Work to change the law rather than just break it and try to justify violating the law.
Or break the law, pay the fines and stop whining about it.
Or break the law, then don't bellyache or sue when someone gets in an accident and dies or becomes a quadreplegic from speeding.
What was even better, the tail lights blew out due to there being a stack of full 2 liter soda bottles in the trunk that I'd had to grab for someone for a birthday party or some such.
And when I made the turn, they slid and bashed into the assemblies for the lights, and the rest is history.
But at least I got my turn signals and one marker light back on.
The poor cop though, I have the hatch open, and it slowly comes down and then thuds into my back like a giant jaw.
""Everyone" is speeding so OBVIOUSLY the speed limit is too slow."
Yes, now you get it! If the LAW were followed, then everyone would not be speeding, because the speed would be set at what the 85th percentile driver drives.
Your moralizing is really not persuasive. Sensible people know the difference between malum prohibitum and malum in se, and can use their own moral compass to differentiate between the two. Why don't you use your head instead of being slavishly law-abiding?
Weary sigh.
It's more of a Libertarian mantra on this site. Government overstepping its boundaries, being bad, eevulll and unnecessary, as usual.

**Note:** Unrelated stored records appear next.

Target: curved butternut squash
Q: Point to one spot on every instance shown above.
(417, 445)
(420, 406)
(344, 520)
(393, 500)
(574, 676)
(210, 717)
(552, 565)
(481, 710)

And we WILL have to go there again, whether we want to or not.
It depends on what kind of "school zone" it was. Many school zones are just actually speed traps. There is a stretch of road in front of an elementary school a few miles away that is a 25 mph school zone 24 hours a day, 7 days a week. The speed limit on that road is 45 before and after the school.
There is also a "school zone" near my house that is really just the entrance to a private preschool. The preschool and its grounds are FAR from that intersection - its just an intersection.
Many "school zones" I know of are just a stretch of road in front of high school. There are no sidewalks and students NEVER cross the street - they couldn't even if they wanted to as there is nothing on the other side to go to. What sense does it make to consider this a "school zone" for traffic?
Many people think "school zone" and automatically think of crossing guards escorting elementary school kids across the street. In reality, those are pretty rare.